Slack, Teams, Discord : quel outil pour quelle équipe ?
Trois messageries, trois philosophies. Le mauvais choix coûte moins cher qu'un mauvais usage — mais autant éviter les deux.
En 2025, personne ne communique uniquement par email au sein d'une équipe tech. Mais le choix de l'outil a des implications réelles sur la sécurité, la conformité et les habitudes de travail — et changer en cours de route est douloureux.

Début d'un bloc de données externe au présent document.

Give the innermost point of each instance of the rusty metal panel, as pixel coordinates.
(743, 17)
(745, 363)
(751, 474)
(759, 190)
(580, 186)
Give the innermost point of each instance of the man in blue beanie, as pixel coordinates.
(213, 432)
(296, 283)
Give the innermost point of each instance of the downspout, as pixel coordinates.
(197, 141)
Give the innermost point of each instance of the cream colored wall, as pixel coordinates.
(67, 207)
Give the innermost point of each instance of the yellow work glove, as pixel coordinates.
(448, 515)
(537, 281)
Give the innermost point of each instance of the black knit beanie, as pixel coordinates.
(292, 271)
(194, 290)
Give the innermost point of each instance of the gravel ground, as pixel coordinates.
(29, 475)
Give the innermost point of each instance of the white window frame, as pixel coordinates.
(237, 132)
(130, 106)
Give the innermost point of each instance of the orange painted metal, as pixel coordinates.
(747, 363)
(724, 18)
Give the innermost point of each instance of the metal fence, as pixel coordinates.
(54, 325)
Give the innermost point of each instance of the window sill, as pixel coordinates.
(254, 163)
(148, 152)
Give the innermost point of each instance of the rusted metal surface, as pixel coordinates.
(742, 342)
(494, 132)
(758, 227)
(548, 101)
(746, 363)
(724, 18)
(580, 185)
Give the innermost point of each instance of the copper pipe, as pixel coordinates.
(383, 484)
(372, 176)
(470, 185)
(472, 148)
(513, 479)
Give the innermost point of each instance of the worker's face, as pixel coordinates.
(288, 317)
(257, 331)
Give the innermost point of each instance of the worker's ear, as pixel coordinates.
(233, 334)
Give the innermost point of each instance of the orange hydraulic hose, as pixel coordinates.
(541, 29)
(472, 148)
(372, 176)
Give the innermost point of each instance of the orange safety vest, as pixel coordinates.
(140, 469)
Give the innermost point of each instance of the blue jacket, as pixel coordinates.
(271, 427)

Slack : le standard des startups tech
Slack s'est imposé comme la messagerie de référence dans l'écosystème tech. Son API et ses 2500+ intégrations sont son vrai avantage compétitif — connecter GitHub et automatiser les alertes CI/CD, Notion, PagerDuty, Sentry se fait en quelques minutes.
La version gratuite limite l'historique à 90 jours et les appels à deux personnes. C'est souvent suffisant jusqu'à 10-15 personnes, mais ça devient problématique quand vous cherchez une conversation d'il y a 4 mois.
Pour qui : startups, équipes tech, équipes qui vivent dans les outils no-code et dev. Slack est le meilleur si les intégrations sont votre priorité.
Teams : la force de l'écosystème Microsoft
Teams n'est pas la messagerie la plus agréable à utiliser, mais c'est la plus cohérente si votre organisation utilise déjà Microsoft 365. Word, Excel, SharePoint, Azure AD — tout s'intègre nativement, sans configuration.
C'est aussi la plus conforme côté RGPD : chiffrement de bout en bout, DLP (Data Loss Prevention), audit des accès, rétention configurable. Pour les secteurs régulés (finance, santé, services publics), c'est souvent le seul choix réellement viable sur le plan juridique.
Pour qui : PME et grandes entreprises sur Microsoft 365, secteurs réglementés, équipes non-tech qui vivent dans Office.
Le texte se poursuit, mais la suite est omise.